If there is no internal common ground tying the grounds together is ok. I would run both to a terminal board then run ground/power wires to each accessory.

Joe

MRC are nice units, but odd ducks. "Normal" rules don't apply, they use unique design and don't share much info.

 You are best checking everything and moving with caution with MRC.  

Start with Youtube, by Lionel, "phasing two or more transformers for use together and why".....Mike does a great job. Not too boring, or technical, a great primer/refresher to sine wave. (it is simply a moving graph. A voltmeter or amp meter with a timed graph and the time slowed way down... like a video frame editor and graph like a heart monitor.)

It the commons may not be common to each other. You need to check for 0-ohm or a phsicalp (spellwreck insists on helping.).... "physical" connection connection.

Does throttle(s) have commons also? 

Picture /link of the panel might help. Orientation can be a strong clue. Read the exact model off of the label too. I think maybe they used similar names for one unit (?)

Too many ways to tap power to safely guess/suggest anything on what's here so far imo. More info is needed.

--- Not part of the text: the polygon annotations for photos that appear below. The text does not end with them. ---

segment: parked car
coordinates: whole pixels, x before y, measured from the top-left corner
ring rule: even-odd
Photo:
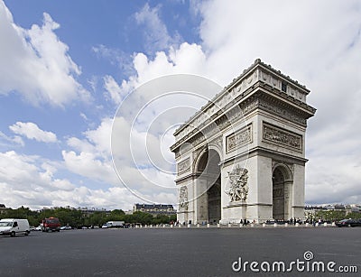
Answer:
[[[361,219],[355,220],[355,219],[342,219],[338,221],[336,225],[339,227],[355,227],[355,226],[361,226]]]
[[[61,226],[60,230],[71,230],[71,226]]]
[[[60,222],[57,217],[49,217],[42,220],[42,232],[60,231]]]
[[[15,236],[17,234],[28,235],[30,226],[27,219],[4,218],[0,220],[0,235]]]

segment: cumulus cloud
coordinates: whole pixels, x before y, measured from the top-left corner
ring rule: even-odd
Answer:
[[[60,24],[44,13],[42,26],[23,29],[0,1],[0,95],[16,92],[33,105],[56,106],[90,99],[77,81],[79,67],[54,32],[58,28]]]
[[[30,140],[35,140],[42,143],[56,143],[56,134],[52,132],[43,131],[32,122],[16,122],[9,126],[14,134],[23,135]]]
[[[14,151],[0,152],[2,202],[7,207],[23,205],[32,209],[65,206],[130,209],[139,200],[123,187],[92,189],[57,178],[59,164],[53,163]]]
[[[18,136],[14,135],[14,137],[10,137],[5,134],[3,132],[0,131],[0,146],[24,146],[25,143],[23,143],[23,139]]]
[[[113,77],[106,75],[104,77],[104,88],[106,89],[106,97],[112,100],[116,105],[122,101],[122,89]]]
[[[122,91],[174,73],[199,74],[225,86],[261,58],[307,85],[308,102],[318,108],[307,135],[306,201],[361,202],[360,3],[207,1],[192,7],[201,17],[199,43],[166,48],[170,36],[160,28],[162,46],[134,55],[136,73],[120,82]],[[161,7],[154,9],[145,5],[140,14],[159,14]]]

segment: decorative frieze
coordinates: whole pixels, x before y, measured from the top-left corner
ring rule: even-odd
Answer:
[[[252,143],[252,124],[226,137],[226,152]]]
[[[178,163],[178,174],[184,173],[185,171],[190,171],[190,158]]]
[[[280,144],[299,152],[302,151],[302,136],[301,134],[276,127],[264,122],[263,140]]]
[[[287,120],[291,120],[294,123],[301,125],[302,126],[306,126],[307,119],[304,116],[301,116],[290,109],[282,107],[277,105],[277,103],[270,103],[265,99],[260,99],[258,102],[258,106],[260,108],[271,114],[281,116]]]

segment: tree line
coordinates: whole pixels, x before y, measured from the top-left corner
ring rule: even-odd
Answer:
[[[152,214],[136,211],[132,215],[125,215],[122,209],[114,209],[110,213],[105,211],[95,211],[90,215],[86,215],[81,210],[71,209],[67,208],[56,208],[53,209],[42,209],[41,211],[33,211],[29,208],[21,207],[16,209],[6,209],[3,214],[0,214],[1,218],[26,218],[29,224],[37,226],[42,223],[42,220],[47,217],[58,217],[61,226],[70,226],[72,227],[101,226],[107,221],[125,221],[130,224],[167,224],[171,221],[176,221],[177,216],[171,215],[157,215],[153,217]]]
[[[345,218],[361,219],[361,213],[347,213],[346,210],[319,210],[315,213],[314,219],[338,221]]]

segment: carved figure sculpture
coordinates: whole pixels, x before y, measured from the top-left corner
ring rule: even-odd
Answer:
[[[236,168],[231,172],[228,171],[229,189],[226,193],[229,196],[230,201],[245,200],[248,195],[248,171],[243,168]]]

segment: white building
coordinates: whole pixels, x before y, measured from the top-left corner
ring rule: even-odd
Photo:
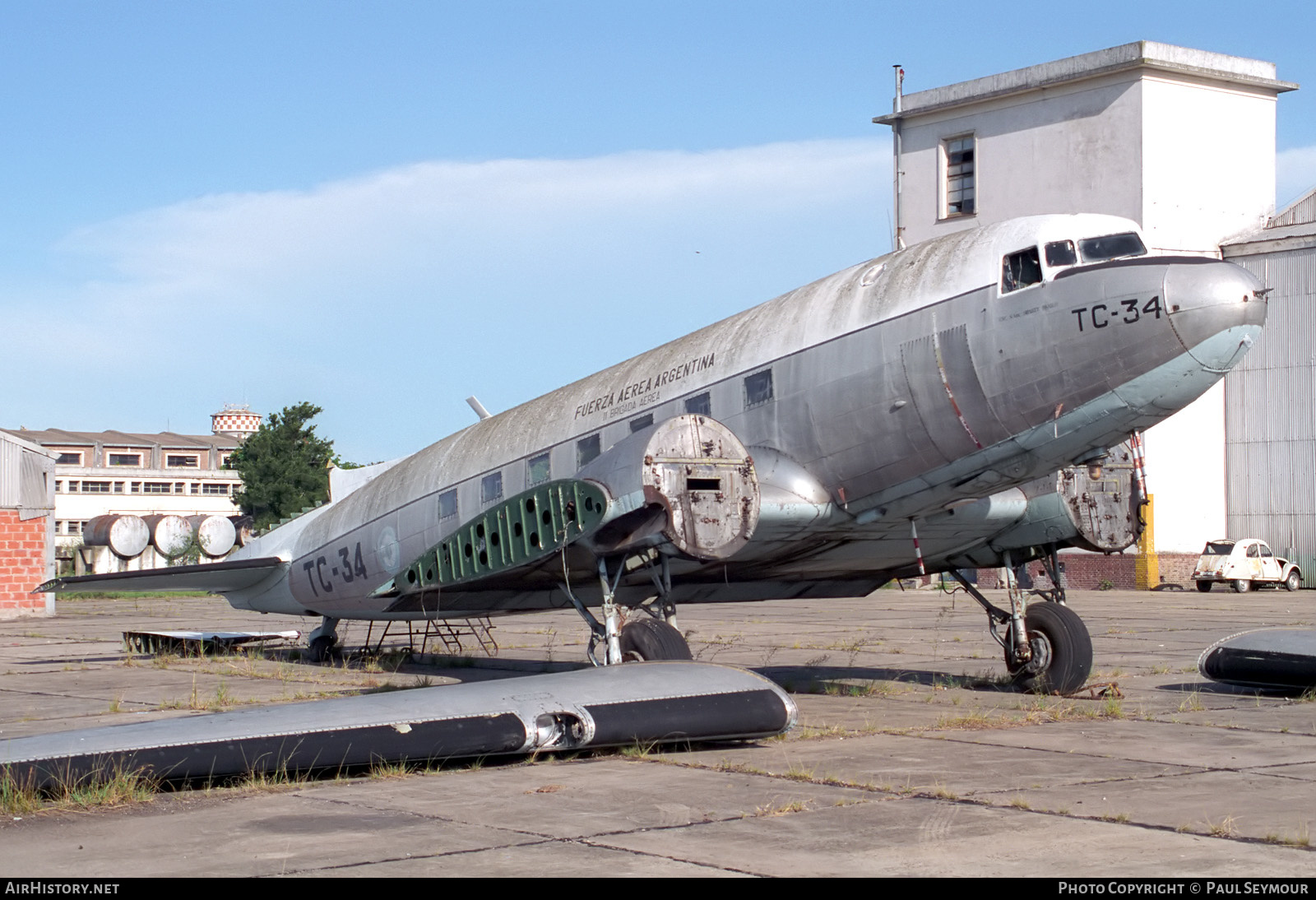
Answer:
[[[1155,250],[1220,255],[1274,211],[1274,63],[1138,41],[899,97],[905,243],[1036,213],[1138,222]],[[1158,551],[1225,533],[1224,387],[1146,436]],[[1175,580],[1175,579],[1171,579]]]
[[[241,513],[233,495],[242,480],[224,468],[238,438],[61,429],[7,433],[57,454],[54,537],[62,559],[72,557],[87,522],[97,516]]]

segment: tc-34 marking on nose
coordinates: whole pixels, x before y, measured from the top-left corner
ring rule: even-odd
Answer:
[[[1119,303],[1099,303],[1092,307],[1079,307],[1078,309],[1070,309],[1075,318],[1078,318],[1078,330],[1083,330],[1083,317],[1087,317],[1088,324],[1092,328],[1105,328],[1112,322],[1124,322],[1132,325],[1133,322],[1141,321],[1144,316],[1161,318],[1161,297],[1155,296],[1142,303],[1140,308],[1138,304],[1142,303],[1137,297],[1130,297],[1128,300],[1120,300]]]

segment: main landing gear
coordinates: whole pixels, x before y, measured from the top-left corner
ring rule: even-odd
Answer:
[[[1078,691],[1092,671],[1092,638],[1078,613],[1065,605],[1065,588],[1059,587],[1054,554],[1044,564],[1057,587],[1045,595],[1044,601],[1028,604],[1026,609],[1015,584],[1009,553],[1004,562],[1008,612],[987,600],[958,568],[951,568],[950,574],[987,611],[991,636],[1005,651],[1005,668],[1020,689],[1040,693]]]
[[[608,561],[599,559],[599,584],[603,588],[603,621],[576,599],[570,586],[562,584],[571,605],[590,626],[590,649],[586,651],[595,666],[615,666],[622,662],[653,662],[657,659],[691,659],[690,645],[676,629],[676,605],[670,600],[671,572],[667,558],[659,557],[658,566],[649,566],[658,588],[658,596],[640,604],[637,609],[646,617],[622,625],[621,604],[617,603],[617,584],[626,571],[625,559],[616,561],[616,574],[608,571]],[[603,647],[603,659],[596,650]]]

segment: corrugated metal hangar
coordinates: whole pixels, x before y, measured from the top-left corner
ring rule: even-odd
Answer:
[[[1312,292],[1311,257],[1299,258],[1312,253],[1316,201],[1271,218],[1277,97],[1298,86],[1270,62],[1152,41],[903,96],[900,78],[892,112],[874,121],[894,132],[904,243],[1098,212],[1136,221],[1153,251],[1220,258],[1224,245],[1228,258],[1262,267],[1277,289],[1259,346],[1145,436],[1159,564],[1141,571],[1188,584],[1203,543],[1228,533],[1292,545],[1316,574],[1316,371],[1304,349],[1313,313],[1299,300]],[[1280,507],[1279,518],[1261,512]],[[1103,580],[1134,587],[1132,559],[1107,568]]]

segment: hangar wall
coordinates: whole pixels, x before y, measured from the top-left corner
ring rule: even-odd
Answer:
[[[874,121],[898,132],[907,245],[1101,212],[1155,250],[1217,257],[1274,209],[1275,99],[1296,87],[1274,63],[1137,41],[904,95]],[[950,201],[966,188],[967,208]],[[1145,436],[1158,553],[1225,533],[1224,405],[1216,386]]]
[[[1271,292],[1257,345],[1225,376],[1233,538],[1259,537],[1316,584],[1316,191],[1224,245]]]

On the MRC AH 101 the four common terminals-3, 4, 5 &6- are all connected together internally. So only one common wire is necessary, it can be connected to any of the four terminals. The only downside is it is possible to have increased voltage drop using only one conductor for the common unless you parallel wires or use a larger gauge wire for the common. If the runs are short then it will not matter.

I was gonna say he'd have some dim bulbs 😂

Looks like you're golden if it will phase ok.

Back to my overkill, and still not finding my old fav. charts because of "personalization" and "amp internet pages" ( Ive been reading on amp-pages.. really stupid crap..a saved page, inactive then when you click it reloads and clicks...useless but bing/google& others are delivering these... ? so you don't realize you're offline??? I haven't read a good reason; but see the possibility so likely 🤔 Some number like log ins must be down and someone want's that bonus...that's why!😒 Razum scratchum flagnerpletz..)

...14g for under 10ft @ 7a. Over that length,12g per awg charts. It's 10g for  20ft @ 8a.